For most of us, the holiday season is fun. As we come to the end of the year, Christmas carols, decorations and the spirit of Christmas are all around. Whether or not we care for it, the seasonal cheer is present. For children this is a particularly special time. Growing up, this was certainly the most memorable and cherished part of every year.
Yet, the Christmas Holidays can be stressful. Depending on relational dynamics it can be rather uncomfortable. There are family gatherings, company parties, church programs and social events to attend. For some it can be overwhelming. The seasonal festivities can be especially hard on those who are living with loss. Anyone who has been bereaved of a loved one, endured a separation during a holiday reawakens the sting of grief around this time of year. The merriment of the times induces pain rather than joy.

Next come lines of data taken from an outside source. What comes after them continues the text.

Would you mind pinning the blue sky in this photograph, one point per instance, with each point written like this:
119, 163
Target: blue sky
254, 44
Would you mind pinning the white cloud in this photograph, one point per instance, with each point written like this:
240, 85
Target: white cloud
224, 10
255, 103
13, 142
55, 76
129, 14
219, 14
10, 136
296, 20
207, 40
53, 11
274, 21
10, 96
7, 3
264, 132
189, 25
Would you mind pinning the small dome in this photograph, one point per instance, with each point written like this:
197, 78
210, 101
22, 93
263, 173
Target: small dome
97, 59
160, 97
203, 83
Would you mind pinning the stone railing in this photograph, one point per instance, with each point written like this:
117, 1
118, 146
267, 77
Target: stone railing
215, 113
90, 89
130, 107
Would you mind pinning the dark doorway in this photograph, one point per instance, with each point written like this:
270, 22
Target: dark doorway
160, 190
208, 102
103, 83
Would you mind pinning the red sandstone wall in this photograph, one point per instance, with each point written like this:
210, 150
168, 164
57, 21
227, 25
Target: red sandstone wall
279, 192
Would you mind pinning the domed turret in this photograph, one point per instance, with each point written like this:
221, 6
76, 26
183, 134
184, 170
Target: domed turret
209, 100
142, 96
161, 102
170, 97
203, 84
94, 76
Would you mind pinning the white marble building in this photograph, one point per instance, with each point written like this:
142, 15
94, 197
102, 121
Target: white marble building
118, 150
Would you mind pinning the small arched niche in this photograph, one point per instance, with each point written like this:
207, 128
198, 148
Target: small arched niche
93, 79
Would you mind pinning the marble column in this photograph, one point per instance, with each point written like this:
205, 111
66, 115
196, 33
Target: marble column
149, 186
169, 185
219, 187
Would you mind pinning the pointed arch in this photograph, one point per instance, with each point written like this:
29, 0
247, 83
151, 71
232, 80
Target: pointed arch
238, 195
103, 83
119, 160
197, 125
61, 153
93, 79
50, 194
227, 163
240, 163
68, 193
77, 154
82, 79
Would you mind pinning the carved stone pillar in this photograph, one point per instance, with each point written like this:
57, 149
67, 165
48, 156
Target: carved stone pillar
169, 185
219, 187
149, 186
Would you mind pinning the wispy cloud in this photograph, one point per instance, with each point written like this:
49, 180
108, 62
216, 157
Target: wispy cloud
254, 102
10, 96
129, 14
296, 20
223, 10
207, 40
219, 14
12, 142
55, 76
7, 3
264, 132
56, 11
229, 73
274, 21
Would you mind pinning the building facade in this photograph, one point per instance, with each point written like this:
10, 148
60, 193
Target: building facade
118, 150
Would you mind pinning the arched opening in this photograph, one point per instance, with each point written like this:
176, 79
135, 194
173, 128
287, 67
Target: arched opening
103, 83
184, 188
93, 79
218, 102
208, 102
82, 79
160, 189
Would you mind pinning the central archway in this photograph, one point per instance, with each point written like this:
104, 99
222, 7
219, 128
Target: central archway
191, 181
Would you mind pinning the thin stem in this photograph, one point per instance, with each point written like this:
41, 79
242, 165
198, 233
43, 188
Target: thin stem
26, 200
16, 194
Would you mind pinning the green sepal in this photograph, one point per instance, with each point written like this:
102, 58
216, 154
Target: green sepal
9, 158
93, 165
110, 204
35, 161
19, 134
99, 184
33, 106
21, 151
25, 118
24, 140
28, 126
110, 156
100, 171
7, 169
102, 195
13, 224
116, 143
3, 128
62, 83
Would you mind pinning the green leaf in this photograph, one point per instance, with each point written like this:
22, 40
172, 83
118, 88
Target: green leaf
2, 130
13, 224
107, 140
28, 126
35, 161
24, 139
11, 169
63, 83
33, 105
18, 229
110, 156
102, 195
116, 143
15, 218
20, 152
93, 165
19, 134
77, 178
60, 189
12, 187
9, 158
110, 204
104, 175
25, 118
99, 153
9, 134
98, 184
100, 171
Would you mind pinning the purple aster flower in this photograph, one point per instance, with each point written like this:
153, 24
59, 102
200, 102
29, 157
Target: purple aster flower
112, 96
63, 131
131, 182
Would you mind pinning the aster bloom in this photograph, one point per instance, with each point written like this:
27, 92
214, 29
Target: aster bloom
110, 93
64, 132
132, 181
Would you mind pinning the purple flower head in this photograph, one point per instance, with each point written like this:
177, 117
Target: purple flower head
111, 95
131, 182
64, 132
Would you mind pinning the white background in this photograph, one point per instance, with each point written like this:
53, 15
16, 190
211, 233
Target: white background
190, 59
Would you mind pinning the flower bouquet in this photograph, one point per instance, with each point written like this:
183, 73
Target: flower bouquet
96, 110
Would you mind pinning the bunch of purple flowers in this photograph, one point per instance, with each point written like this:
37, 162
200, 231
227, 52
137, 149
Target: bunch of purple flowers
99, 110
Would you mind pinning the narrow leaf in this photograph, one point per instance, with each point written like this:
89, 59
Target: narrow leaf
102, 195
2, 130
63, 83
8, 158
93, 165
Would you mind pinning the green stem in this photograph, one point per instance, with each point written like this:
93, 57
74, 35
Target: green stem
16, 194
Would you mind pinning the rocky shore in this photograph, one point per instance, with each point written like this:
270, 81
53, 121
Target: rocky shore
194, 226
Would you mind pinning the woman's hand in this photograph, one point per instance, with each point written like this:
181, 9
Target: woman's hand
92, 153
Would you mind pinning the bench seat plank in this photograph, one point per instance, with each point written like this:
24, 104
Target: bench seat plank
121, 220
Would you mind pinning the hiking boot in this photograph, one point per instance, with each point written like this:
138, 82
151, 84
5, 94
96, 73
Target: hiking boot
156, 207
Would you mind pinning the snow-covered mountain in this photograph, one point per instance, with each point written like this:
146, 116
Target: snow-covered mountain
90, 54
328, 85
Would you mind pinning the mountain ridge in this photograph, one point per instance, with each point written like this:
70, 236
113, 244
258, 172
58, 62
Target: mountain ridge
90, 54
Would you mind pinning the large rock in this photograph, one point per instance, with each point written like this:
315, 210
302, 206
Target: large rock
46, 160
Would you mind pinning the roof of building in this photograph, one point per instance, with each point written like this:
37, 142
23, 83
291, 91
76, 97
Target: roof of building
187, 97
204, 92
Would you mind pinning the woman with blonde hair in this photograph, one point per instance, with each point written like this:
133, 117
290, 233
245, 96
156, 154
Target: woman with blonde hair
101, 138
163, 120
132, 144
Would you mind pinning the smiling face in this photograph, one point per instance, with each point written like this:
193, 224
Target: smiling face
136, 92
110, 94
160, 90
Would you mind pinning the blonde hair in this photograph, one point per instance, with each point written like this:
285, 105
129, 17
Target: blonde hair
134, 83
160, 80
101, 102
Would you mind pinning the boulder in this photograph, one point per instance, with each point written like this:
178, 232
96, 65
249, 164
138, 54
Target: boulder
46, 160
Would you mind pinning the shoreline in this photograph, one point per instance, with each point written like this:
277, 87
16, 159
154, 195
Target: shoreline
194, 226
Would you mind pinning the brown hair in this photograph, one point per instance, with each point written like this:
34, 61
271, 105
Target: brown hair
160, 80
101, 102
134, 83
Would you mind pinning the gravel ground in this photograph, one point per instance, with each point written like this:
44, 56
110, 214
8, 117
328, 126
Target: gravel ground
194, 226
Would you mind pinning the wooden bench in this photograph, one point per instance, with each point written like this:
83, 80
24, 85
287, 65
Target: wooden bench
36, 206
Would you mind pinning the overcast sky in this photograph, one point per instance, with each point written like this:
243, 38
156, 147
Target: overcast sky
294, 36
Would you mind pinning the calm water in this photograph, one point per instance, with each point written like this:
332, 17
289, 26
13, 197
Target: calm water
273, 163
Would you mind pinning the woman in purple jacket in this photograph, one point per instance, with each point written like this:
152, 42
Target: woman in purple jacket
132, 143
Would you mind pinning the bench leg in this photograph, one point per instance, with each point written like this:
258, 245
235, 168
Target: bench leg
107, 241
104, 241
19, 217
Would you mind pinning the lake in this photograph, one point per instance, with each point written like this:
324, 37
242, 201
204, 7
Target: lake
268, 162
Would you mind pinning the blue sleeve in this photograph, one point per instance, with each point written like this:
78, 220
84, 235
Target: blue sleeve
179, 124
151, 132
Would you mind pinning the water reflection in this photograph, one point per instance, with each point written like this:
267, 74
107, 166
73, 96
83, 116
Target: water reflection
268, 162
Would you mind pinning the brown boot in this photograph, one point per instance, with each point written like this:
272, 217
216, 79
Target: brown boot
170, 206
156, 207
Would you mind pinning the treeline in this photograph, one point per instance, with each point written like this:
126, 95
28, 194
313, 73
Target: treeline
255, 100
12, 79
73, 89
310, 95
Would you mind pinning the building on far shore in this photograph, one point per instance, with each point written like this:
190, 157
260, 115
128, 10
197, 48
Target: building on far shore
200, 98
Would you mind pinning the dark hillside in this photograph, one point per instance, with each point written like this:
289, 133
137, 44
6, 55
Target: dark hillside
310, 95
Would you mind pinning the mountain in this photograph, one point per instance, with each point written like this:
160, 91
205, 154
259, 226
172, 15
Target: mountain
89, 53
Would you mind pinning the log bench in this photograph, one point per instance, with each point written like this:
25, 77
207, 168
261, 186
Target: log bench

Of course, the season of gift-giving also challenges many people’s finances. There is strong social pressure to not only receive but to give. In an era when COVID-19 has disrupted our economy, some are thriving while others are trying to survive. Perhaps we can be enticed to give beyond our reasonable means.
While the origins of the Christmas season are twisted and tangled, it should rightfully remain a season of joy and happiness. Such happiness can be achieved aside from social and financial stress. As Christians, every holiday is an opportunity to thank God for something. While the birth of Jesus has no historical association with the month of December, the fact that God was incarnated gives us cause to thank Him for coming so close to us.
There are ways in which we can maximize the season without incurring aggravation for ourselves. Firstly, we can gift ourselves one on one time with God. In the rush of the season it is good to take time to contemplate God’s goodness toward us. Not only is this spiritual, it’s therapeutic. Our bodies actually benefit from the practice of gratitude. Of all the gifts we may receive this may be the most beneficial and reusable.
In case you’re wondering what you would do in your time of contemplating God, consider these four actions:
Acknowledge what God has done for you. This practice can take considerable amount of time. In the process write God’s acts down. Use a designated notebook or create a folder in your computer. Keeping a record of God’s goodness is perhaps the most effective way to grow your faith and relationship with God.
Reflect on what you have done for God. This may require a little more work. Many things we claim we do for God, such as church attendance, personal devotions and tithing, we actually do for ourselves. Consider what you have done for God or for one of His children, with no expectation of a blessing in return. This may end up being a short list. But, it’s a helpful exercise.
Imagine what next year might be like. In this practice, your minds will want to run wild. To some extent you should let it. If you’re naturally optimistic, consider what undesired surprises you may encounter next year. If you’re a naturally pessimist, envision what might go your way. In so doing, take time to see a desired future for yourself. Your life will move toward the things you see most.
Decide what matters most to you. Perhaps if COVID-19 has done anything good for us, it has challenged many of us to consider what really matters. As you sit with God, tap into His perspective on what matters most in life. Aligning our lives to what matters gives our lives purpose.
Another way to maximize the joy of the season is to bless someone in need. Blessing others is not restricted to financial transactions. We can bless others with our acts of service, our time and attention, affirmation and sentimental tokens. We bless others when we offer them what is meaningful to them. This implies that we must come close enough to them to know what matters to them. If in doubt, ask. Blessing others is a great way to experience joy.
In a few weeks we will enter a new calendar year. We can do so with joy and anticipation of great things or we can do so with the stress and fatigue of the holiday season. If we take this as an opportunity to practice gratitude and reflection we can stride into the new year with passion and joy.